>>55573508NTA, but
A streamer's streams don't exist in a vacuum independent of all their other streams. Every stream offers an insight into the streamer's character. And if they act differently for a male acquaintance on-stream, then act differently for the audience, then it sends a very strong signal of duplicity that changes that persistent mental representation of the streamer. That's why people ran with the whole 'she laughs differently' thing for Kronii for fucking half a year like a mental hangnail. And in that context - when there is such a gulf between how they treat a male acquaintance and how they treat their male audience - it turns it from "cute girls doing cute things" to "girl doing thing".

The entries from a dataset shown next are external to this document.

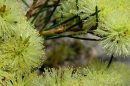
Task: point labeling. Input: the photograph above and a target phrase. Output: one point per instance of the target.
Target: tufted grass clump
(95, 74)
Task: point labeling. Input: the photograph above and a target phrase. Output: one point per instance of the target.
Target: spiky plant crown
(21, 49)
(113, 23)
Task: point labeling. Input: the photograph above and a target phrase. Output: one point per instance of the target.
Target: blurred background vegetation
(69, 40)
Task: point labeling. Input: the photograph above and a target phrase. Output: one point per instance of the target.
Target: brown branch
(53, 31)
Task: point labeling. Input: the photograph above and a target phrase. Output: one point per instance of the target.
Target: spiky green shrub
(112, 22)
(21, 47)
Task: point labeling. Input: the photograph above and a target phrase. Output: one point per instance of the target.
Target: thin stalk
(41, 9)
(81, 21)
(110, 61)
(50, 16)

One striking example was Ollie's last Idol Showdown stream. She was playing the single-player or fighting bots all stream. Chat occassionally asked her whether she would fight viewers, but she basically ignored it. That's fine, she's probably not confident yet.
Then Oga suddenly DMs her. She gets excited. She instantly backs out and creates a room, gets him to join. Then she fights him for a few rounds. That's okay, it's pretty fun seeing how Oga gives her some chances, then beats the shit out of her. Not only that, he's probably way better than many viewers. That should have got rid of her supposed fear of fighting other people, right?
Except after Oga goes, she shills him a bit - then promptly returns to the single-player campaign. The natural progression should have been to fight viewers, but she doesn't do it. Even though she just demonstrated she's totally okay with fighting a VS match and that she's totally okay with getting dunked on.
Of course no one thinks Oga is ever going to fuck or even date Ollie for many reasons, including cultural and language barriers. But if you do things like that with such whiplash, you're setting it up so that even the most tolerant viewers believe that all the saccharine charm you're turning on is completely disingenuous, just you doing your job and without an ounce of your real feelings in it - because they think they've seen the 'real you' in such moments of dissonance. Of course, maybe that's just your coworker entertainer face, but it doesn't matter - you've shown that there's a huge difference in treatment between these guys you know, on stream, and your audience, who should be no different. After all, they're also guys with probably the same interests - but you won't give them the time of day! Not only that, you don't think there's anything weird in it. Of course you probably don't hate them, or even dislike them, but they're "just" audience. The line is very clearly drawn. So they put on the same act back, tell you they love you, will catch every stream, but they don't mean it either; and then your viewership slowly drifts away despite apparently no strong criticism.